Summer’s end (late August and early September) is the time of the Alpine Descent—when herds of cows make their ceremonious descent from the hills. Harmonised cowbells tinkling, the beauteous bovines low as they head downhill, led by cowhands in festive costumes—yellow-painted leather breeches, white knitted knee-length socks and red, collarless jackets over white shirts. Townsfolk line the streets, offering the herdsmen refreshing cider as they pass in procession with their goats, sheep, dogs and horses.
Yodelling is the sound of summer in the Alpstein. Herdsmen are often heard before they are seen, if you will pardon the pun. Naturjodel began as a rustic form of signalling across the mountains and has since evolved into an art form. Men and women perform a capella or to the accompaniment of dulcimers, accordions and strings in a performance that often culminates in Talerschwingen, in which a five-franc coin is rolled inside a heavy glazed bowl.

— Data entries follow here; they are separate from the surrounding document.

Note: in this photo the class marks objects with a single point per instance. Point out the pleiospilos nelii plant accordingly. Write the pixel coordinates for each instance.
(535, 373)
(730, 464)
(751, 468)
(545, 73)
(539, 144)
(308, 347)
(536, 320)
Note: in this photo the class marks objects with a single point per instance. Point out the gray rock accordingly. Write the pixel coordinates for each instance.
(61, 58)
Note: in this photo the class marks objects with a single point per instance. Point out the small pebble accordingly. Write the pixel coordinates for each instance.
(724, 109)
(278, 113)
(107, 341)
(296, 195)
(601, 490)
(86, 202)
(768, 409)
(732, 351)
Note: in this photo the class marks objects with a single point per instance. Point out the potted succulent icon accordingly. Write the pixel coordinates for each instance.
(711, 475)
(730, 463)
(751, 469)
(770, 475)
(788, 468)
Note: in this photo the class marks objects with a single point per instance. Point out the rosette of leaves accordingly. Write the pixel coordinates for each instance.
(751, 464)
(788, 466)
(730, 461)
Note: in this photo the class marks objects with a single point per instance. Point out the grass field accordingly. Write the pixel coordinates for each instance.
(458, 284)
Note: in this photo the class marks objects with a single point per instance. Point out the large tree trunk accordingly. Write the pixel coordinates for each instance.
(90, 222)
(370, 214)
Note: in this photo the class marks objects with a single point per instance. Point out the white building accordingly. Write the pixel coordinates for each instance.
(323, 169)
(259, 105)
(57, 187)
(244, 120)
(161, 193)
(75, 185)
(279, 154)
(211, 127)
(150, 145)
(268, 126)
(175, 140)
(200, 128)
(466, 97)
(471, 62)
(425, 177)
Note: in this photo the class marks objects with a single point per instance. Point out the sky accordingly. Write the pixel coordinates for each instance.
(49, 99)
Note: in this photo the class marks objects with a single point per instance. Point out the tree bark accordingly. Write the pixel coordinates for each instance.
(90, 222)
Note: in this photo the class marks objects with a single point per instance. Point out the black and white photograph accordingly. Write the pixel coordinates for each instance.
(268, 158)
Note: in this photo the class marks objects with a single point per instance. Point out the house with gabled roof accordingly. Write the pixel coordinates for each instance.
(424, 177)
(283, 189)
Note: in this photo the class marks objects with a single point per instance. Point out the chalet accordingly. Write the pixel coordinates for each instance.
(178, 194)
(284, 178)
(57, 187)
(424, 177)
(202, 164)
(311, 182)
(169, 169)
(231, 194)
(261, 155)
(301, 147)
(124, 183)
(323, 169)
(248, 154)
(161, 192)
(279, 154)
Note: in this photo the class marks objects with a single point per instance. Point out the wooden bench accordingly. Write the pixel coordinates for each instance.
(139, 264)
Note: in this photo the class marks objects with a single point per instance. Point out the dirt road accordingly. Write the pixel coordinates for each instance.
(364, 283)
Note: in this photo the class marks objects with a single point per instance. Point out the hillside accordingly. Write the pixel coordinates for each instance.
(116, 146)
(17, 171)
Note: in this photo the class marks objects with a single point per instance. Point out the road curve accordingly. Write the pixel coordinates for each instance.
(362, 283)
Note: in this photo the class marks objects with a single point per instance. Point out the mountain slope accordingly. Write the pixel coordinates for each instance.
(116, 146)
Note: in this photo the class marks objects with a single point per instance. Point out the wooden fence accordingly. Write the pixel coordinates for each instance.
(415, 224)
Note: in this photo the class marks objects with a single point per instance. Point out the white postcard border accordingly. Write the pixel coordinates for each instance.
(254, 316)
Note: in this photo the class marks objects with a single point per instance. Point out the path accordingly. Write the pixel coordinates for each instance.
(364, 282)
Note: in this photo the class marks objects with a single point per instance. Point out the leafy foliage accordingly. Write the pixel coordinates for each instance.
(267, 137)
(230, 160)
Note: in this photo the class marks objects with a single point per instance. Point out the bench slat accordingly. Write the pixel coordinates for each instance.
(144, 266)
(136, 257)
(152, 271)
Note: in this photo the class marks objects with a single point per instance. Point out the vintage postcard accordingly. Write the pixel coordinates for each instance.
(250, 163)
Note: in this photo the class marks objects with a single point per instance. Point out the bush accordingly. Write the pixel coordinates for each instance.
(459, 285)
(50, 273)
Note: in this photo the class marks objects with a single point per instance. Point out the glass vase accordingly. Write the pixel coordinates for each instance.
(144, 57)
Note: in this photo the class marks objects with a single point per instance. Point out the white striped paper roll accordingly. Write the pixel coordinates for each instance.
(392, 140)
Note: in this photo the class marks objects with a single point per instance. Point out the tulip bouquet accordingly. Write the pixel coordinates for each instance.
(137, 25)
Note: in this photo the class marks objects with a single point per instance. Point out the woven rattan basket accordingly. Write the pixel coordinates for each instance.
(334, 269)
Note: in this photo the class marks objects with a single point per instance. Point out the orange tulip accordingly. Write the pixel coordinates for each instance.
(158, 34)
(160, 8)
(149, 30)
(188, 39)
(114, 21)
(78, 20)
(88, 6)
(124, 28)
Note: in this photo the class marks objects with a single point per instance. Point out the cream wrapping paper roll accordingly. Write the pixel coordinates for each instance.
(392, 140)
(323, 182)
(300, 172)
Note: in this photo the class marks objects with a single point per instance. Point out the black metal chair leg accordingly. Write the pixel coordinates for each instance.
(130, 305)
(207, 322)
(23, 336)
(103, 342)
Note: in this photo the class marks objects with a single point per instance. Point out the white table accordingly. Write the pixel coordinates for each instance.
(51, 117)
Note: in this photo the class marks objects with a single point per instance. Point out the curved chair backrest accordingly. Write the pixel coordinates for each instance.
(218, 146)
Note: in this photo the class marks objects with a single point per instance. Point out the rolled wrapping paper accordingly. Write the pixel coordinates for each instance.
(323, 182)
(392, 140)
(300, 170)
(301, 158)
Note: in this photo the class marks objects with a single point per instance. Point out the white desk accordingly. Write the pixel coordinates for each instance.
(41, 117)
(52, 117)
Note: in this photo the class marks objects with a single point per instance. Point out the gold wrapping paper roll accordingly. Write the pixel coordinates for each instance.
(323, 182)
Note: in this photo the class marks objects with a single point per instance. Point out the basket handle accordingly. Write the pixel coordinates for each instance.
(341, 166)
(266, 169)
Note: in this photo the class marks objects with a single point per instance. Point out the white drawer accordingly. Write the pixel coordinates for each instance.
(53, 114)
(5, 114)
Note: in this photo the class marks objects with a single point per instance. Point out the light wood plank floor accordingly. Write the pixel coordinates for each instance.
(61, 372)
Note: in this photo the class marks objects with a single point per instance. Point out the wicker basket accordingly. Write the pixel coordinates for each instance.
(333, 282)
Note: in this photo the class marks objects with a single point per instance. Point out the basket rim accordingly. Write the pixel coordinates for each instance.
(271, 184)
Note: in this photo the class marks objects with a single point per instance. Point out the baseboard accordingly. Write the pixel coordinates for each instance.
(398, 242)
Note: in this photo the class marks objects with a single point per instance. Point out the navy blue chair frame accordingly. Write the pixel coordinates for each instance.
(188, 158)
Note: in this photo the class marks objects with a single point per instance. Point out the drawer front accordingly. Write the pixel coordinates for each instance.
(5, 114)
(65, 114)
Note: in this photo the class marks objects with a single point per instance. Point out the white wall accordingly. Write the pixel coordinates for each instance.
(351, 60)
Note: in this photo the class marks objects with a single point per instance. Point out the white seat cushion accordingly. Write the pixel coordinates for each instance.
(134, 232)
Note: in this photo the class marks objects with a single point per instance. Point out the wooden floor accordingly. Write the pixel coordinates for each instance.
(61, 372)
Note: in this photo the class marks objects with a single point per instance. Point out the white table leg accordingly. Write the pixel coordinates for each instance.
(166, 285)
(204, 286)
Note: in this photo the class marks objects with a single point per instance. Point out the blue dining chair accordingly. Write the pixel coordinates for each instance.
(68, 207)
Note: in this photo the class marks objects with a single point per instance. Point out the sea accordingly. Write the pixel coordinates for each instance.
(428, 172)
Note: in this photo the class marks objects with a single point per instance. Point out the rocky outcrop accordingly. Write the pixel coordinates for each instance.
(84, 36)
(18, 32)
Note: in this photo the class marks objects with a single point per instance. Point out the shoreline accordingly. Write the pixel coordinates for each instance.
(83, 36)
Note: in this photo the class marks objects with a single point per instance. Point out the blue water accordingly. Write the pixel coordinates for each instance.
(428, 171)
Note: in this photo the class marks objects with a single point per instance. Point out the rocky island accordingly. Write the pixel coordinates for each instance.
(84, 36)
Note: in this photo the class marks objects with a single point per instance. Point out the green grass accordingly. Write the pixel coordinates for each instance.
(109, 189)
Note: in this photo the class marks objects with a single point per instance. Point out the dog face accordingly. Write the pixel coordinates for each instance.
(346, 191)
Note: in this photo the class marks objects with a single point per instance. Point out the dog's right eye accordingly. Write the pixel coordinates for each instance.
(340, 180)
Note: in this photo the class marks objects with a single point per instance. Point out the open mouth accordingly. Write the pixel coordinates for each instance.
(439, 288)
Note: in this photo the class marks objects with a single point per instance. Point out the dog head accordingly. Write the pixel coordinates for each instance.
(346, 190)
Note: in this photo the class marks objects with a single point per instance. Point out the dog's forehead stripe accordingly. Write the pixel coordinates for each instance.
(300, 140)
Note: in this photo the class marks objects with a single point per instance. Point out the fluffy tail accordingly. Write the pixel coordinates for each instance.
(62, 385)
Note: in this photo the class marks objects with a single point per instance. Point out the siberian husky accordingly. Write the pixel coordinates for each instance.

Throw in an alphorn, and you have a party.
Among the most intriguing craftsmen in residence at the Appenzell Museum, which showcases a treasure of crafts, is Jakob Schass, a gentle young man in a wheelchair who makes remarkably beautiful jewellery from human hair. Disturbing as that may sound, it’s quite endearing. Locks of hair, collected from the head of a loved one, are washed before Schass braids them with gold and silver thread and tiny gemstones, conjuring up exquisite creations. Nudge him a bit and the shy artist will show you his wedding ring, which he fashioned from a lock of his wife’s hair.
What’s a Swiss trip sans cheese? In Appenzell, you can visit artisanal cheese dairies set against breathtaking alpine backdrops and clear mountain lakes, and spend time in conversation with the farmers’ families, learning about their pastoral life and rubbing noses with their cattle. Come eventide, the bearded paterfamilias walks to a cliff edge where stands a tall wooden cross and recites Betruf, an evening prayer call, in a sonorous singsong voice that echoes in the amphitheatre of hills. It’s like a scene out of Heidi.
Want to holiday as the Swiss do? The recipe is a long day of alpine hiking, followed by an innervating supper of bratwurst, Rösti and fresh apple cider, a hot shower and a restful night at a mountain inn. The berggasthaus, or mountain inn, is usually family-run and open for business during the summers. Spartan and bucolic but also cosy and comfortable, the berggasthaus complements the active lifestyle of the Swiss perfectly. It’s not uncommon to share your dorm with fellow-hikers in their 60’s. Appenzell’s mountain inns overlook some of the most stunning scenery in the Alpstein and it’s a shame to miss out on the experience.